Docs
Observability
Last Light has first-class OpenTelemetry support: distributed traces and metrics across every workflow run, phase, agent execution, PI event stream, and chat turn. It's disabled by default — nothing leaves the harness until you opt in.
Enabling it
Set LASTLIGHT_OTEL_ENABLED=true and point the standard OTLP
exporter env vars at your collector:
LASTLIGHT_OTEL_ENABLED=true
OTEL_EXPORTER_OTLP_ENDPOINT=https://otel-collector.example.com
OTEL_EXPORTER_OTLP_HEADERS=authorization=Bearer <token>
OTEL_RESOURCE_ATTRIBUTES=deployment.environment=prod
The export uses the standard OTLP/HTTP protocol, so any OTEL-compatible
backend works — Grafana Tempo/Mimir, Honeycomb, Datadog, Jaeger,
Grafana Cloud, or a self-hosted OpenTelemetry Collector. Every
LASTLIGHT_OTEL_* and OTEL_* variable is listed on the
Configuration page.
OTEL_* env vars alone does not turn
telemetry on — LASTLIGHT_OTEL_ENABLED=true is the master switch.
This keeps a stray OTEL_EXPORTER_OTLP_ENDPOINT in your
environment from silently shipping data.
What's exported
Instrumentation spans the whole execution path so you can trace a single issue or PR from event to outcome:
- Traces — a span per workflow phase (
lastlight.workflow.phase) and per agent execution (lastlight.agent.execute), tagged with the workflow name, phase, repo, issue number, model, sandbox backend, and stop reason. - Metrics — execution duration, cost (USD), input/output tokens, run and error counts, dimensioned by workflow, phase, repo, model, backend, and success/stop-reason.
- PI event streams — the agent's own tool-use / text / error events, recorded as span events.
- Chat turns — each in-process Slack chat turn, alongside the same execution metrics.
Content redaction
By default Last Light exports metadata only: workflow and phase names, repo, sandbox backend, model, success / stop reason, timing, token counts, and cost. Prompt text, message content, tool-call arguments, and tool outputs are redacted.
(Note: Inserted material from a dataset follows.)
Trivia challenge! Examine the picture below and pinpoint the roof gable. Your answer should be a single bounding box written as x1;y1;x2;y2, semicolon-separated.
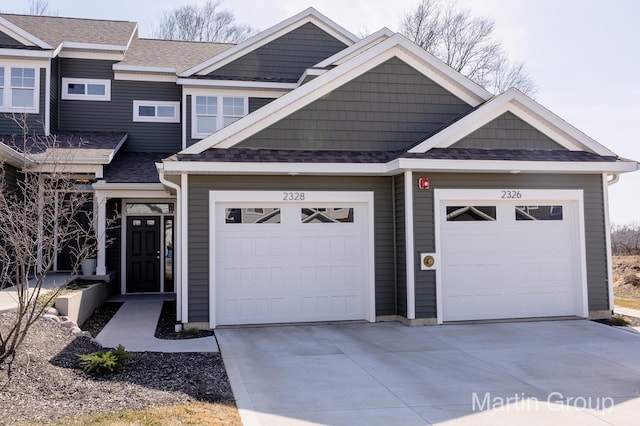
180;7;358;77
183;34;491;154
409;89;615;156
Set LASTLIGHT_OTEL_INCLUDE_CONTENT=true to include that content
(truncated) — useful for debugging agent behaviour, but it can export
sensitive data.
OTEL_EXPORTER_OTLP_HEADERS) are always
treated as secrets and never appear in the dashboard Config tab.
Sandbox telemetry
With LASTLIGHT_OTEL_FORWARD_TO_SANDBOX=true (the default), the
agent emits its own telemetry from inside each workflow sandbox too — not
just the harness. How that reaches your collector depends on the
sandbox backend:
docker backend — in-network collector
Docker sandboxes run with a default-deny egress firewall, so they can't dial an arbitrary collector directly. Instead, Last Light runs a small OpenTelemetry Collector inside the sandbox network. Sandboxes export to it by a fixed internal address; it re-exports to your real backend over a separate, trusted outbound network:
sandbox ──OTLP──▶ in-network collector ──OTLP──▶ your backend
(fixed internal IP) (trusted outbound leg) This design has three properties worth calling out:
- Secrets stay host-side. The real backend endpoint and its auth headers live only on the collector's config (on the host). They are never forwarded into the untrusted sandbox.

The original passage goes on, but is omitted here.